Die Signale aus dem Bundesverkehrsministerium lassen jedoch vermuten, dass es damit wohl nicht ernst gemeint sei, obwohl jeder wisse, dass der Schienenbonus längst überholt und seine Begründung eine Verhöhnung der Bevölkerung sei. „Durch die Abschaffung des Schienenbonus treten die wahren Kosten einer Infrastrukturmaßnahme zutage, nicht die Mehrkosten”, betonte Roland Diehl. Dann hätten die sog. Mehrkosten endlich eine gesetzliche Grundlage. Die bisherige Lärmschutzgesetzgebung könne wortwörtlich genommen werden: Sie schützt den Bahnlärm vor den Bürgern, aber nicht die Bürger vor dem Bahnlärm. Die IG BOHR erwartet daher, dass Bundesverkehrsminister Ramsauer sich nun umgehend „vor Ort” mit Staatssekretär Scheurle über das wichtigste deutsche Schienenbauprojekt informiert. Das würde ihm auch einen persönlichen Eindruck von der Seriosität und der Entschlossenheit des oberrheinischen Widerstands gegen die unsäglichen Bahnpläne verschaffen.

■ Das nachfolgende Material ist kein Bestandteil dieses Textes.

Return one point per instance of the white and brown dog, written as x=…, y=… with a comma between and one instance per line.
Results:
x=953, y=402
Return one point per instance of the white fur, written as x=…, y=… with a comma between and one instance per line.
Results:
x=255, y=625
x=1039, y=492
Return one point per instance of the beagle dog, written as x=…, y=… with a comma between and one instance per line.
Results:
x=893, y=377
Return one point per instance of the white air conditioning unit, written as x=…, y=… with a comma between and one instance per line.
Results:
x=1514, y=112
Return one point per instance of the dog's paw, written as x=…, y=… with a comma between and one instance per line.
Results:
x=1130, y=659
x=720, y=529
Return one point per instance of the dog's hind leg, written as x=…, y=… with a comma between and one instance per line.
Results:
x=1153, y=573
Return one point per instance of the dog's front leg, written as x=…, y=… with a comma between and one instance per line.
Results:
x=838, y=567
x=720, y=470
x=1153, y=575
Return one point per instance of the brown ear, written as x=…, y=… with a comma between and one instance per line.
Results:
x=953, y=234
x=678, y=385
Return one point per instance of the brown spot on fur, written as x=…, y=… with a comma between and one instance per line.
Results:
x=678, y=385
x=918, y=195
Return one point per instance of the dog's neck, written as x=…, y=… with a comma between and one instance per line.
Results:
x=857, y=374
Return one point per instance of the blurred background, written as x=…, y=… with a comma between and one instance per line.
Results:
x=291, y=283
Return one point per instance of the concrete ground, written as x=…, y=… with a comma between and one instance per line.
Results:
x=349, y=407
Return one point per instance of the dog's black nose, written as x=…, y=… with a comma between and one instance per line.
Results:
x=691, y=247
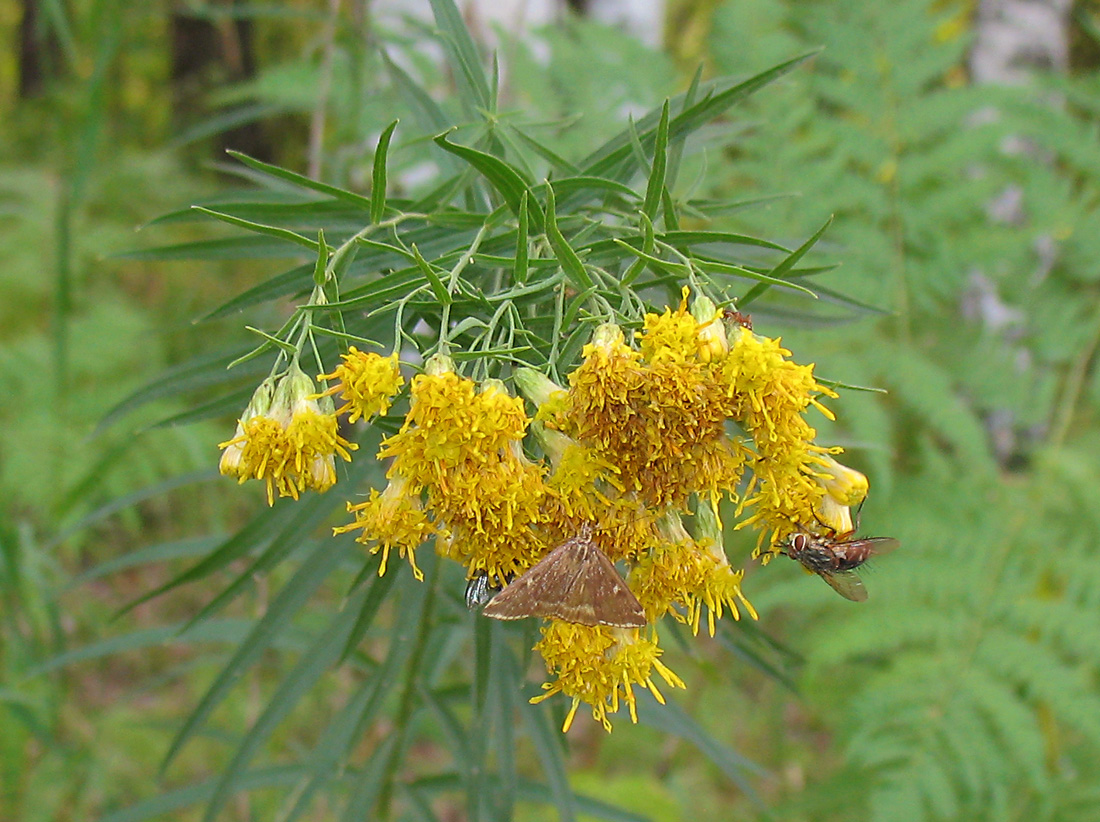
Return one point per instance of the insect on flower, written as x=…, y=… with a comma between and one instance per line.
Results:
x=835, y=559
x=575, y=582
x=480, y=591
x=741, y=319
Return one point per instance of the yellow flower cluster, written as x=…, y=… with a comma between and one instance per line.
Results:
x=460, y=447
x=641, y=438
x=601, y=666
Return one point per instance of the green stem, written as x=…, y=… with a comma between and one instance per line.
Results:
x=1071, y=393
x=452, y=282
x=408, y=692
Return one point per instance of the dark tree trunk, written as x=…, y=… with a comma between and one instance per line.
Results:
x=204, y=56
x=39, y=52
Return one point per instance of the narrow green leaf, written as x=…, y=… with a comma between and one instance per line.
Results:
x=378, y=177
x=677, y=146
x=282, y=285
x=303, y=181
x=519, y=267
x=438, y=287
x=292, y=599
x=785, y=266
x=547, y=740
x=310, y=667
x=648, y=241
x=503, y=177
x=557, y=162
x=322, y=259
x=765, y=280
x=570, y=262
x=233, y=248
x=274, y=231
x=656, y=185
x=176, y=800
x=463, y=56
x=677, y=270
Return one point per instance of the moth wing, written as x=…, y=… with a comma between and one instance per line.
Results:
x=598, y=595
x=846, y=583
x=538, y=591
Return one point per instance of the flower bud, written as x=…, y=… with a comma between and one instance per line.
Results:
x=535, y=385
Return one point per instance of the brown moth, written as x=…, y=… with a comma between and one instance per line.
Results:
x=574, y=582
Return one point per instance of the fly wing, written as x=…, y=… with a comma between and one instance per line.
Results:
x=538, y=591
x=598, y=595
x=846, y=583
x=881, y=545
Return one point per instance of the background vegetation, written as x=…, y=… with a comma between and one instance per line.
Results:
x=965, y=225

Die IG BOHR erwartet von der Landesregierung darüber hinaus, dass sie den Druck in den Verhandlungen erhöht. Gerade angesichts der eklatanten Fehlplanung für das dritte und vierte Gleis könne es hier keine Kompromisse geben: Eine ursprünglich reine Personenverkehrstrasse sei ohne jede Umplanung zu einer Güterzugtrasse einmaligen Ausmaßes umfunktioniert worden. „Das ist ein planerischer Skandal ohnegleichen”, betonte Manfred Wahl. Von den dafür Verantwortlichen habe nur das Land Einsicht gezeigt mit seiner Unterstützung von BADEN 21 und seiner Zusage einer substantiellen Finanzierung dieses Konzepts. Sollten Bund und Bahn sich dieser unerlässlichen Korrektur ihrer Planung nicht stellen, bliebe aus der Sicht von IG BOHR und der Region nur eines: „Durchsetzen eines völligen Planungsstopps und einer Neuplanung einer Trasse, die auch das Vermögen, die Gesundheit und das Leben der Menschen am Oberrhein berücksichtigt”, so Wahl.

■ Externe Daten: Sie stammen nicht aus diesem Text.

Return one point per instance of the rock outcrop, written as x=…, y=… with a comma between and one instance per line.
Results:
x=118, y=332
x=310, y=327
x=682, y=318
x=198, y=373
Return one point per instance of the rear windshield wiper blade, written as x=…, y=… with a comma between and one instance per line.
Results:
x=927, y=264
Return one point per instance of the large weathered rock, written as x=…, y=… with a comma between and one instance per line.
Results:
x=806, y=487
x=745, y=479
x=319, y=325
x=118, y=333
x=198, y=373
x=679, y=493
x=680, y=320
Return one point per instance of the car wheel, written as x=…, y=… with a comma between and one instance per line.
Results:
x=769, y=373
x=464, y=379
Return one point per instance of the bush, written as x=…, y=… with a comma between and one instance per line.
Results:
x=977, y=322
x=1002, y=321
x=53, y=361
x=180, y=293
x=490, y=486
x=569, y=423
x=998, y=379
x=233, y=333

Nach Ansicht der IG BOHR habe der Gesprächsverlauf in Berlin gezeigt, dass der Primat der Politik mehr denn je gefordert sei. „Es ist ein Skandal, dass die Deutsche Bahn als Wirtschaftskonzern, der auf Gewinnmaximierung ausgerichtet ist, immer noch Privilegien aus der Zeit als Staatsbahn genießt”, erklärte Roland Diehl. Dass die Vertreter der Landespolitik sich von den Herren am Nasenring durch die Arena führen und sich die Vertreter der Bundespolitik für die Zwecke der DB instrumentalisiert ließen, sei beschämend gewesen. Der Bahn müsse daher der Status des „Staates im Staat” genommen werden.